There was a massive whoomp of a white-hot explosion behind them.

Fett saw the debris falling hot and red in the rearview of his HUD. "Good shot."

"Not me. Didn't fire."

"What is this, a crash epidemic?"

"I think we have help."

"I hate help I didn't ask for."

But help it was, so he took the breathing space with grudgingly grateful caution. Maybe their invisible benefactor was saving them for himself. Slave /was standing between two battered freighters, looking nothing special to anyone who didn't know the ship, just an old Firespray idling her drives.

Fett grounded the speeder bike and ran for the ship. Who would pick off Fraig's morons for him? Generosity like that came with a price. Fett left Mirta to dock the speeder in the hold and climbed up into the cockpit.

"Come on, girl, what's keeping you?" He tapped the console switches and Slave I whined up to full power, a faint tremor passing through her airframe. It said safe. It said home. It was the most reassuring sound he knew. "You've got twenty seconds before I close the cargo hatch."
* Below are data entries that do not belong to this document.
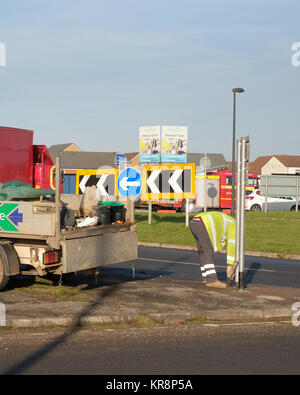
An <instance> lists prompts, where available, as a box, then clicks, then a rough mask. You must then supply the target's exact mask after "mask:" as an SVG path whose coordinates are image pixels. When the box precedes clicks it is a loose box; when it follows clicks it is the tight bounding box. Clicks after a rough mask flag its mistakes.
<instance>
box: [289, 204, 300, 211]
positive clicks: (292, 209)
mask: <svg viewBox="0 0 300 395" xmlns="http://www.w3.org/2000/svg"><path fill="white" fill-rule="evenodd" d="M298 210H300V206H298ZM291 211H296V205H295V206H292V207H291Z"/></svg>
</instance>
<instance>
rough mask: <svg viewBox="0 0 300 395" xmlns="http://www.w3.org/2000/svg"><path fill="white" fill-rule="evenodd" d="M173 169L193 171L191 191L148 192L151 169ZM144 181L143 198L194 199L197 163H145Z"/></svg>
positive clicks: (159, 199) (144, 168)
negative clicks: (149, 164)
mask: <svg viewBox="0 0 300 395" xmlns="http://www.w3.org/2000/svg"><path fill="white" fill-rule="evenodd" d="M164 170H167V171H172V170H174V171H175V170H190V171H191V183H190V185H191V191H189V192H182V193H181V192H180V193H177V192H169V193H166V192H159V193H153V192H149V193H147V179H148V178H147V173H148V172H149V171H151V173H153V172H154V171H164ZM142 178H143V182H142V191H141V197H142V199H143V200H149V199H151V200H162V199H170V200H175V199H194V198H195V181H196V165H195V163H169V164H160V165H144V166H143V176H142Z"/></svg>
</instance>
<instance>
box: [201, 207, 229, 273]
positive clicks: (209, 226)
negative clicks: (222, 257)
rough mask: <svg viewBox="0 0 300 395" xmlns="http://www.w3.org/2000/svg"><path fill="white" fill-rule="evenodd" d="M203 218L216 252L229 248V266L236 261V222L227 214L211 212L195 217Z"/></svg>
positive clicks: (201, 213)
mask: <svg viewBox="0 0 300 395" xmlns="http://www.w3.org/2000/svg"><path fill="white" fill-rule="evenodd" d="M197 217H201V219H202V221H203V222H204V225H205V228H206V230H207V233H208V235H209V238H210V241H211V244H212V246H213V249H214V251H215V252H218V251H220V250H221V249H222V248H225V247H227V265H233V264H234V261H235V240H236V222H235V219H234V218H232V217H230V216H229V215H227V214H224V213H221V212H217V211H210V212H206V213H201V214H197V215H195V217H194V218H197Z"/></svg>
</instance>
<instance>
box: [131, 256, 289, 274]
mask: <svg viewBox="0 0 300 395" xmlns="http://www.w3.org/2000/svg"><path fill="white" fill-rule="evenodd" d="M138 260H141V261H151V262H162V263H177V264H179V265H189V266H200V264H199V263H194V262H178V261H166V260H164V259H153V258H138ZM215 267H218V268H222V269H225V266H220V265H215ZM245 269H246V270H249V271H255V272H269V273H277V271H276V270H268V269H251V268H245ZM280 273H291V272H280Z"/></svg>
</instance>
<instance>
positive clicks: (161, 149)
mask: <svg viewBox="0 0 300 395" xmlns="http://www.w3.org/2000/svg"><path fill="white" fill-rule="evenodd" d="M187 137H188V127H187V126H163V127H162V144H161V162H165V163H186V161H187Z"/></svg>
There was no answer, and just as that fact registered, Slave I's entry warning light flashed. There was someone else on board. The systems didn't recognize them.

"Mirta? Mirta!"

The internal security cams showed nothing but the speeder. Fett grabbed his blaster and went aft to check. Even through the helmet filter, he could smell a strong, oily stench that he hadn't smelled in years.
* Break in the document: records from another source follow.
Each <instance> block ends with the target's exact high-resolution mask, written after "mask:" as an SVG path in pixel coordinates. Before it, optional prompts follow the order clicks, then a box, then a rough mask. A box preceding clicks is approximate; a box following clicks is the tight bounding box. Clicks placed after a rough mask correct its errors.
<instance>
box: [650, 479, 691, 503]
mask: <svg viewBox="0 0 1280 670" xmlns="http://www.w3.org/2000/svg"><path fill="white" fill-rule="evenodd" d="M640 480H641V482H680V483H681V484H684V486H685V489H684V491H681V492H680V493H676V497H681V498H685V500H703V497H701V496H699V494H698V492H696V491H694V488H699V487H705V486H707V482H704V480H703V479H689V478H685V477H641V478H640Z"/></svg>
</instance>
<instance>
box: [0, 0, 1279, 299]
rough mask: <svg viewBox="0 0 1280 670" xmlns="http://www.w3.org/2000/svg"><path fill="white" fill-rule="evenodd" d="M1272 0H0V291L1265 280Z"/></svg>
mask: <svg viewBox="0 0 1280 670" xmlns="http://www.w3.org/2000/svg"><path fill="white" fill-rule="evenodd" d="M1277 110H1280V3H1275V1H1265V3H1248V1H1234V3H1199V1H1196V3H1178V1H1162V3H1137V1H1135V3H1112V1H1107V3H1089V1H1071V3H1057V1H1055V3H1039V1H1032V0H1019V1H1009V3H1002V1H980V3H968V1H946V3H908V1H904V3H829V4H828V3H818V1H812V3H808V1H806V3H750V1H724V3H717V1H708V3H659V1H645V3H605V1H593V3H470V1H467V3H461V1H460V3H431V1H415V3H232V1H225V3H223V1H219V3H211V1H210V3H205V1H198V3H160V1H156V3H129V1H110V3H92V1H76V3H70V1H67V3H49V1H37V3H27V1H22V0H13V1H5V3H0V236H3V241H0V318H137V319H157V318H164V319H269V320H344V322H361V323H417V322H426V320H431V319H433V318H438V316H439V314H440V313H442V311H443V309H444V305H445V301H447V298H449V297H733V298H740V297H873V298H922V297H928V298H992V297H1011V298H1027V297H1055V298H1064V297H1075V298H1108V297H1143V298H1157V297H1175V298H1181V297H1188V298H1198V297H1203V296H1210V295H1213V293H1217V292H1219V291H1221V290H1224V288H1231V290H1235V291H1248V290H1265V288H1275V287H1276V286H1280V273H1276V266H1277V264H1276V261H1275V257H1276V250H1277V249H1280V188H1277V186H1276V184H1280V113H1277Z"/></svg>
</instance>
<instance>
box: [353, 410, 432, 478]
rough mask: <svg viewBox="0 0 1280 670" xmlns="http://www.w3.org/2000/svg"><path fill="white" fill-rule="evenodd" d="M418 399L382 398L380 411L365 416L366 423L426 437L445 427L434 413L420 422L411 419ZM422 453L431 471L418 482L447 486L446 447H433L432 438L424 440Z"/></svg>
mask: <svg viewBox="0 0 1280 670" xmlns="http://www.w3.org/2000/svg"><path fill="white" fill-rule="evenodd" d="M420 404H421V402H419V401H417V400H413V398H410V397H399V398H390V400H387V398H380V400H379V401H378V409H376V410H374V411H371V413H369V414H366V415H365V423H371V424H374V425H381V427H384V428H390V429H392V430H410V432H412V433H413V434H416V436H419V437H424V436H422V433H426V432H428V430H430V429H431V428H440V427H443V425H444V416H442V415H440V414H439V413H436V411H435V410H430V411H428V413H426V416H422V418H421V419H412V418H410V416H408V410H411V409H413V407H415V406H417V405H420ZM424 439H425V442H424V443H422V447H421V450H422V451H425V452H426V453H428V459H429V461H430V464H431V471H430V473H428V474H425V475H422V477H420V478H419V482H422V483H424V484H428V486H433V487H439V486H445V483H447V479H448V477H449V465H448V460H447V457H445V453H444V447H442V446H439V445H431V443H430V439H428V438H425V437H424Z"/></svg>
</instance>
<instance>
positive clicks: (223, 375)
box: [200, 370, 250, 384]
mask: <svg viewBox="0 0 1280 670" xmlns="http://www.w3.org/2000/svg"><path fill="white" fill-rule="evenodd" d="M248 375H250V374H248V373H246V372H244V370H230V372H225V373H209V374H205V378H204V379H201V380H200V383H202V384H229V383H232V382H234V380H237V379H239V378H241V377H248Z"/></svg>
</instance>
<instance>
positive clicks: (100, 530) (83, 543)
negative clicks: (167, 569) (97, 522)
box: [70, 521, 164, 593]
He couldn't quite place it, but he knew it.

The speeder was stowed. The hatch was open. He raised the blaster and wondered whether to just seal the hatch and launch Slave I, and hate himself for the rest of his life, what was left of it.

Dad wouldn't have left you stranded. He'd have risked anything for you.
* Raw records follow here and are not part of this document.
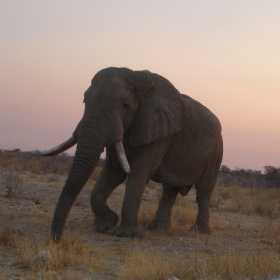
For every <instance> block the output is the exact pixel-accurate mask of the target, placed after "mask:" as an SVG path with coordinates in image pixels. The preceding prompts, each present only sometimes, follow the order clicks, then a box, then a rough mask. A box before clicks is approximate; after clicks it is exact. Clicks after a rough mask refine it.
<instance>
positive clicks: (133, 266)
mask: <svg viewBox="0 0 280 280" xmlns="http://www.w3.org/2000/svg"><path fill="white" fill-rule="evenodd" d="M279 263H280V255H279V253H276V252H274V251H272V250H271V251H268V252H265V253H263V252H261V251H260V252H258V253H257V254H255V255H251V254H249V253H246V252H244V253H241V254H240V253H230V254H221V253H218V254H215V255H212V256H211V255H209V254H207V253H199V252H194V253H193V254H192V255H190V256H189V255H186V256H181V257H180V256H176V255H170V254H166V252H163V251H159V250H156V251H153V252H145V251H142V250H139V251H135V252H133V253H131V254H130V255H129V256H127V257H126V259H125V265H124V269H123V270H122V271H121V273H120V275H119V279H124V280H125V279H129V280H132V279H133V280H138V279H139V280H146V279H147V280H148V279H154V280H161V279H168V278H171V277H172V276H173V277H177V278H179V279H245V278H246V277H248V276H253V277H254V279H267V278H268V277H271V276H273V275H277V274H280V266H279Z"/></svg>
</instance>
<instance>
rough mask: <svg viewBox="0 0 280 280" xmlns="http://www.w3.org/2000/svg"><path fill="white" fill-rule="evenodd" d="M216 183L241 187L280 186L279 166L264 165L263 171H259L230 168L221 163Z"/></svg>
mask: <svg viewBox="0 0 280 280" xmlns="http://www.w3.org/2000/svg"><path fill="white" fill-rule="evenodd" d="M218 183H219V184H220V185H222V186H224V187H230V186H235V185H238V186H241V187H243V188H253V187H256V188H262V189H268V188H280V168H279V167H278V168H276V167H274V166H264V172H261V171H259V170H251V169H242V168H236V169H234V170H231V169H230V168H228V167H227V166H226V165H222V166H221V168H220V174H219V179H218Z"/></svg>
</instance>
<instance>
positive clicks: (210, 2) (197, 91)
mask: <svg viewBox="0 0 280 280" xmlns="http://www.w3.org/2000/svg"><path fill="white" fill-rule="evenodd" d="M109 66H115V67H127V68H131V69H133V70H144V69H148V70H150V71H151V72H154V73H158V74H160V75H162V76H164V77H165V78H167V79H168V80H169V81H171V82H172V83H173V85H174V86H175V87H176V88H177V89H178V90H179V91H180V92H181V93H184V94H187V95H189V96H191V97H192V98H194V99H196V100H198V101H199V102H201V103H202V104H204V105H205V106H206V107H208V108H209V109H210V110H211V111H212V112H213V113H214V114H215V115H216V116H217V117H218V118H219V119H220V121H221V123H222V129H223V132H222V134H223V139H224V158H223V163H222V164H224V165H227V166H229V167H230V168H233V169H234V168H236V167H237V168H246V169H256V170H261V169H262V168H263V167H264V166H265V165H272V166H276V167H279V166H280V148H279V146H280V111H279V108H280V1H279V0H270V1H264V0H263V1H260V0H235V1H224V0H192V1H189V0H186V1H182V0H174V1H169V0H143V1H131V0H118V1H112V0H110V1H109V0H102V1H96V0H80V1H73V0H56V1H53V0H48V1H45V0H41V1H38V0H22V1H16V0H1V1H0V149H14V148H19V149H21V150H22V151H29V150H34V149H39V150H46V149H49V148H52V147H53V146H56V145H58V144H60V143H61V142H63V141H64V140H66V139H68V138H69V137H70V136H71V135H72V132H73V130H74V129H75V127H76V125H77V123H78V122H79V120H80V118H81V117H82V114H83V110H84V104H83V94H84V92H85V90H86V89H87V88H88V87H89V85H90V82H91V79H92V77H93V76H94V75H95V74H96V72H98V71H99V70H101V69H103V68H106V67H109ZM74 151H75V149H73V148H72V149H71V150H69V153H70V154H71V153H72V154H74Z"/></svg>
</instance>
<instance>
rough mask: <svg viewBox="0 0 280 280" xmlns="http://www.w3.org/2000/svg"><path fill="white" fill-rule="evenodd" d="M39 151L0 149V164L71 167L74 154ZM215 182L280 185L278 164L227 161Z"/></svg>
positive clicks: (229, 185)
mask: <svg viewBox="0 0 280 280" xmlns="http://www.w3.org/2000/svg"><path fill="white" fill-rule="evenodd" d="M39 153H40V151H38V150H35V151H33V152H32V153H28V152H21V151H20V149H13V150H11V151H8V150H0V167H2V168H9V169H10V170H12V171H13V172H24V171H27V170H28V171H31V172H32V173H35V174H40V175H45V174H58V175H67V174H68V173H69V170H70V168H71V165H72V162H73V157H72V156H69V155H68V154H66V153H62V154H60V155H57V156H52V157H38V154H39ZM104 163H105V159H103V158H101V159H100V160H99V162H98V165H97V166H99V167H102V166H104ZM218 184H219V185H221V186H223V187H231V186H236V185H238V186H240V187H243V188H262V189H268V188H280V167H274V166H264V172H262V171H260V170H252V169H243V168H235V169H230V168H229V167H228V166H226V165H222V166H221V168H220V173H219V178H218Z"/></svg>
Fett had abandoned quite a few people over the years. He'd even left

Sintas wounded the last time he'd seen her—the very last time. It had seemed the right decision then.

And you wonder why your daughter and granddaughter tried to kill you.

Fett stood to one side of the hatch. His sensors showed him two shapes on the ramp, one humanoid and one animal whose form wasn't clearly defined. He counted to three and came out, blaster and flamethrower aimed.

Mirta, minus helmet, was in the tight headlock of a Mandalorian in gray armor, and a large gold-furred animal had its huge jaws locked around her leg, trailing a curtain of drool. It wasn't attacking: it was frozen, pinning her down—and stinking.

And she didn't look scared. Just embarrassed.

Fett stared down the barrel of a custom Verpine rifle aimed one-handed, and understood why he'd heard no blasterfire when the speeder bikes dropped from the air. Verpines were silent.

"Well, well . . . ," said the Mandalorian in gray armor. He really did have a very fine pair of gray leather gloves. "It's little Bob'ika.

Last time we met, my brother was shoving your head down the 'freshers to teach you some manners. What do you want me for, ner vod?"

GALACTIC ALLIANCE GUARD BRIEFING ROOM, GAG HQ, CORUSCANT

Ben was glad to be back among people he trusted. The sea of black uniforms might have been a sinister sight to

some people, but to him they felt like a brotherhood—like family.

He was in that rare position of being young enough to be treated like one of the troopers despite his officer status, and he liked that. The sense of camaraderie and the knowledge that everyone watched everyone else's

back was both comforting and thrilling.

He settled into a seat on the end of a row in the briefing room. A trooper called Almak nudged him.

"Nice vacation? Glad you could fit us into your busy schedule, sir."

"Couldn't wait to get back."

"You didn't miss much," Almak said. "Been a bit quieter. I thunk we've broken the back of the Corellian networks."

"I always miss the good stuff."

A couple of the other troopers in the row in front turned in their seats and joined in. "We'll find some excitement for you."

"Or some filing . . ."

" 'Freshers need a good clean. Here's a toothbrush."

Ben grinned and lobbed a pellet of flimsi at them. It was good to be part of a team. It was good to have friends. They didn't see him as Son of Skywalker, Jedi to be feared. He was just Ben, and they looked out for him as they always seemed to for young officers they liked.